What is the Advanced Beneficiary Notice?
What is the Advanced Beneficiary Notice?
Medicare has strict standards requiring equipment to be medically necessary and limits on how long they allow equipment to be rented or how often it can be bought. There are cases in which reimbursement from Medicare may be denied even when the company providing your equipment thinks the equipment is a medical necessity, but is not certain it will qualify because of the conditions above. If Medicare chooses not to pay, then it becomes your obligation to pay for the item. In these cases, the supplier is given the obligation to notify you that what they are ordering for you may not be covered.
That notice is given through an Advanced Beneficiary Notice (ABN), a form that you will be asked to sign confirming that you are aware of the fact that Medicare may not pay and that you will be liable for the costs if reimbursement does not come from Medicare.

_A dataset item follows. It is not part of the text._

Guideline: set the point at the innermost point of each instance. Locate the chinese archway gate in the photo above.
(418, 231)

Situations where a supplier may ask you to sign an ABN
- they believe that you may have rented the equipment before ,
- you don't know if you've ever rented the equipment before,
- the item or service is expected to be denied as not reasonable or necessary, i.e. lack of medical necessity,
- you are requesting a medically unnecessary upgrade
This written agreement on assigned and non-assigned claims prior to rendering the services must state the specific reason the supplier believes the services may be denied. Your supplier is not permitted to have every customer sign an ABN form as part of the delivery process, it violates the rules of CMS.
A new process, using the ABN described, allows HME suppliers to offer you items of higher quality than those usually covered by Medicare if you will pay the difference in price. The upgraded item must be within the range of services that are appropriate for the beneficiary's medical condition - for example an upgrade from a manual to an ultra lightweight wheelchair, but not from a cane to a wheelchair.
The ABN must note how the products differ and your signature notes that you agree to pay the difference in the retail costs between the two items. If you sign that ABN, the supplier may collect the difference between the charges for the upgraded item and the charges for the non-upgraded item from the beneficiary.